A prevalência de 47,2% da doença periodontal inflamatória crônica induzida pela placa dentobacteriana em adultos com mais de 30 anos foi detectada em 3.742 adultos, que representaram estatisticamente 64,7 milhões de pessoas de 50 estados e do distrito federal dos Estados Unidos da América. O método foi preciso e os resultados induzem a alguns insights quanto à relação entre o tratamento ortodôntico e a saúde dos tecidos periodontais, que foram expostos no texto desse trabalho.

 

Palavras-chave: Ortodontia-Periodontia. Gengivite. Periodontite.

Introdução

A mídia leiga estampou manchetes com os resultados da pesquisa coordenada pela Divisão de Saúde Bucal do Centro de Controle e Prevenção de Doenças de Atlanta, Geórgia (EUA), e realizada por muitos pesquisadores de outras universidades associadas: quase metade dos estadunidenses adultos com mais de 30 anos apresenta periodontite! De início, um profissional pode achar que se trata de mais um sensacionalismo, mas a informação está correta.

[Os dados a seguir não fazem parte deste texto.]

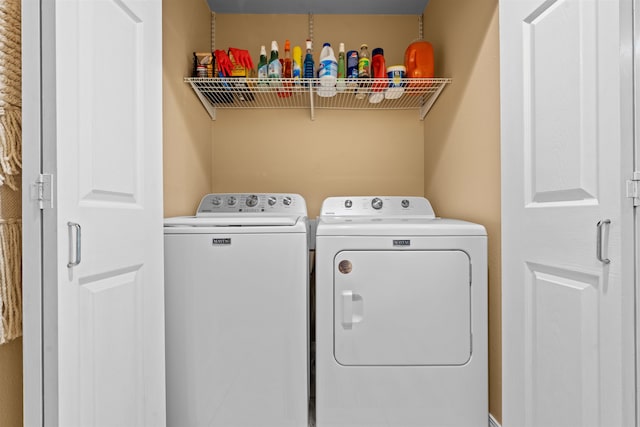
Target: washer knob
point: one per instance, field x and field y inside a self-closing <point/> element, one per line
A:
<point x="252" y="200"/>
<point x="376" y="203"/>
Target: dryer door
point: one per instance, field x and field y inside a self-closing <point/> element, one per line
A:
<point x="402" y="308"/>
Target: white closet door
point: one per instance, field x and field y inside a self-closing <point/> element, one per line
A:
<point x="568" y="342"/>
<point x="103" y="328"/>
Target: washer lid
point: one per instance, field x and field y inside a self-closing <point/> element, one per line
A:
<point x="234" y="221"/>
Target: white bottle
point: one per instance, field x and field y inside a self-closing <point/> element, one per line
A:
<point x="328" y="67"/>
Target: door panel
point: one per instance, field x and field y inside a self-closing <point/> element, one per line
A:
<point x="108" y="122"/>
<point x="402" y="308"/>
<point x="111" y="337"/>
<point x="559" y="107"/>
<point x="561" y="336"/>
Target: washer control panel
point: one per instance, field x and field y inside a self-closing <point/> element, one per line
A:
<point x="386" y="206"/>
<point x="258" y="203"/>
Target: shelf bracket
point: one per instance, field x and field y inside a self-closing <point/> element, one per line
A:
<point x="311" y="28"/>
<point x="311" y="106"/>
<point x="424" y="108"/>
<point x="205" y="103"/>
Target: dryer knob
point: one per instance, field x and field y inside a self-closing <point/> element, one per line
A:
<point x="252" y="200"/>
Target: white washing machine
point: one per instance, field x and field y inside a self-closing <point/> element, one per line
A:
<point x="237" y="279"/>
<point x="401" y="316"/>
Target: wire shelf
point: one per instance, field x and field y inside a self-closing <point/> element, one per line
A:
<point x="348" y="94"/>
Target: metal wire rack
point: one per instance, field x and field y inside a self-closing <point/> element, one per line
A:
<point x="348" y="94"/>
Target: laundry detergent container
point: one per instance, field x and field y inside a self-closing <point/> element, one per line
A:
<point x="418" y="59"/>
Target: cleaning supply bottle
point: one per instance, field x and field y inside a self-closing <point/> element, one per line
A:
<point x="309" y="65"/>
<point x="342" y="71"/>
<point x="263" y="72"/>
<point x="364" y="63"/>
<point x="275" y="66"/>
<point x="364" y="71"/>
<point x="328" y="68"/>
<point x="379" y="71"/>
<point x="286" y="70"/>
<point x="297" y="65"/>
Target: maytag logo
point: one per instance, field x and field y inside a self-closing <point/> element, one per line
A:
<point x="225" y="241"/>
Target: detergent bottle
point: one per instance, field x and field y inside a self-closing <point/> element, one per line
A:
<point x="379" y="70"/>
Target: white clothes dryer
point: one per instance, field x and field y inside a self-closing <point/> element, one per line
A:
<point x="401" y="316"/>
<point x="237" y="279"/>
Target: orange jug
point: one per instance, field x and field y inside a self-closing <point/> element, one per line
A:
<point x="418" y="59"/>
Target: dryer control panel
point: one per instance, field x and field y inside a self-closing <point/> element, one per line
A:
<point x="254" y="203"/>
<point x="374" y="206"/>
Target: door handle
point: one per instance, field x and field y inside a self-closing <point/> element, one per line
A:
<point x="74" y="256"/>
<point x="599" y="240"/>
<point x="347" y="309"/>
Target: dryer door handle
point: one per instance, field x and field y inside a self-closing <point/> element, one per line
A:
<point x="347" y="309"/>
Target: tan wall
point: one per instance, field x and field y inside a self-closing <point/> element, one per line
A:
<point x="186" y="27"/>
<point x="462" y="140"/>
<point x="11" y="384"/>
<point x="341" y="152"/>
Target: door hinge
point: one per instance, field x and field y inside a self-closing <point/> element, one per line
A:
<point x="633" y="189"/>
<point x="42" y="191"/>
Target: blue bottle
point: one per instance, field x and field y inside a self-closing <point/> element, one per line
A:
<point x="309" y="65"/>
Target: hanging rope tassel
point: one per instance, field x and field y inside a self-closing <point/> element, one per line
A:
<point x="10" y="146"/>
<point x="10" y="93"/>
<point x="10" y="279"/>
<point x="10" y="170"/>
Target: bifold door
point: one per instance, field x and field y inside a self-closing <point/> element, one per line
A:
<point x="402" y="308"/>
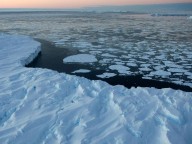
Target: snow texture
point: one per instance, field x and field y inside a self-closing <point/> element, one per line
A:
<point x="40" y="106"/>
<point x="80" y="58"/>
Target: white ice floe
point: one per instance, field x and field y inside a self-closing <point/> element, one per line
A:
<point x="144" y="69"/>
<point x="190" y="17"/>
<point x="132" y="64"/>
<point x="120" y="68"/>
<point x="80" y="58"/>
<point x="43" y="106"/>
<point x="82" y="71"/>
<point x="106" y="75"/>
<point x="160" y="73"/>
<point x="176" y="70"/>
<point x="108" y="55"/>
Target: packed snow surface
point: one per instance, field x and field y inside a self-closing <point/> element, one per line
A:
<point x="40" y="106"/>
<point x="80" y="58"/>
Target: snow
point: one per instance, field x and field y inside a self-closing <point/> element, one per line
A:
<point x="80" y="58"/>
<point x="43" y="106"/>
<point x="82" y="71"/>
<point x="106" y="75"/>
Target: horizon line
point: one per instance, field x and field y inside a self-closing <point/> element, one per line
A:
<point x="96" y="6"/>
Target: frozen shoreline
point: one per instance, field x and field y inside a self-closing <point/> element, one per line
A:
<point x="43" y="106"/>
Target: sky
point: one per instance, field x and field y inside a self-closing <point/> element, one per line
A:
<point x="77" y="3"/>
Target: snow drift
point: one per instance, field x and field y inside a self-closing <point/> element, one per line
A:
<point x="43" y="106"/>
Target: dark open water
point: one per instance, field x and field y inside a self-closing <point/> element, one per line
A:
<point x="51" y="57"/>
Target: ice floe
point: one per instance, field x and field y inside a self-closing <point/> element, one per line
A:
<point x="80" y="58"/>
<point x="43" y="106"/>
<point x="82" y="71"/>
<point x="106" y="75"/>
<point x="160" y="73"/>
<point x="120" y="68"/>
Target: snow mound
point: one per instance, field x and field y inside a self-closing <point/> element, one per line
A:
<point x="80" y="58"/>
<point x="43" y="106"/>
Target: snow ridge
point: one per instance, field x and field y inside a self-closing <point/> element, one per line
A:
<point x="45" y="107"/>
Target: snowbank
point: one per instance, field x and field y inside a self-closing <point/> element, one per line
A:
<point x="43" y="106"/>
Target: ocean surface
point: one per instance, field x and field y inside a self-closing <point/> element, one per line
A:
<point x="124" y="44"/>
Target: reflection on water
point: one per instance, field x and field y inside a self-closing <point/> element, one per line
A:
<point x="156" y="48"/>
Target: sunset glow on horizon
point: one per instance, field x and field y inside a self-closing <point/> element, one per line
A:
<point x="77" y="4"/>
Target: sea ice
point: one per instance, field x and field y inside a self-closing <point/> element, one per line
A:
<point x="44" y="106"/>
<point x="120" y="68"/>
<point x="160" y="73"/>
<point x="106" y="75"/>
<point x="80" y="58"/>
<point x="82" y="71"/>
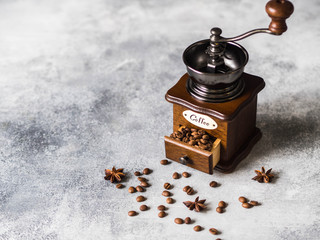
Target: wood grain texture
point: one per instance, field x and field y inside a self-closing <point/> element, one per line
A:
<point x="225" y="111"/>
<point x="236" y="119"/>
<point x="199" y="159"/>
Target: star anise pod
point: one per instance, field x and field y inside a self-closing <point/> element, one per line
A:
<point x="198" y="205"/>
<point x="263" y="176"/>
<point x="114" y="174"/>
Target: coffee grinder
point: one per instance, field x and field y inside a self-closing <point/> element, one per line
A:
<point x="216" y="95"/>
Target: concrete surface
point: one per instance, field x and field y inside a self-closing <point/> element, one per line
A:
<point x="82" y="89"/>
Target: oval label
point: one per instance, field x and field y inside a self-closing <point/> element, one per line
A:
<point x="200" y="120"/>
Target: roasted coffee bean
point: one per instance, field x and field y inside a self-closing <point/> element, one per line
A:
<point x="203" y="141"/>
<point x="197" y="136"/>
<point x="119" y="185"/>
<point x="205" y="137"/>
<point x="222" y="204"/>
<point x="146" y="171"/>
<point x="201" y="132"/>
<point x="190" y="191"/>
<point x="142" y="179"/>
<point x="213" y="184"/>
<point x="185" y="189"/>
<point x="169" y="200"/>
<point x="132" y="213"/>
<point x="254" y="203"/>
<point x="164" y="162"/>
<point x="140" y="198"/>
<point x="187" y="220"/>
<point x="243" y="199"/>
<point x="143" y="208"/>
<point x="213" y="231"/>
<point x="166" y="193"/>
<point x="194" y="133"/>
<point x="246" y="205"/>
<point x="161" y="214"/>
<point x="175" y="175"/>
<point x="219" y="210"/>
<point x="161" y="208"/>
<point x="178" y="220"/>
<point x="197" y="228"/>
<point x="131" y="189"/>
<point x="185" y="174"/>
<point x="144" y="184"/>
<point x="140" y="189"/>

Nesse estudo de Eke, Dye, Wei, Thornton-Evans e Genco2, publicado no Journal of Dental Research, pela primeira vez na literatura mundial examinou-se um grande número de pessoas (3.742 adultos com mais de 30 anos), os quais representaram estatisticamente 64,7 milhões de estadunidenses de 50 estados e do distrito federal dos Estados Unidos da América. Foram analisados seis lugares diferentes dos tecidos periodontais em cada dente de cada pessoa, excetuando-se os terceiros molares. Os trabalhos anteriores apresentavam amostras menores e o método de análise pontuava de dois a quatro pontos do periodonto dos dentes examinados, resultando em prevalências bem menores do que as obtidas nesse novo estudo. Os resultados anteriores subestimaram a prevalência da doença periodontal inflamatória crônica1,3-7.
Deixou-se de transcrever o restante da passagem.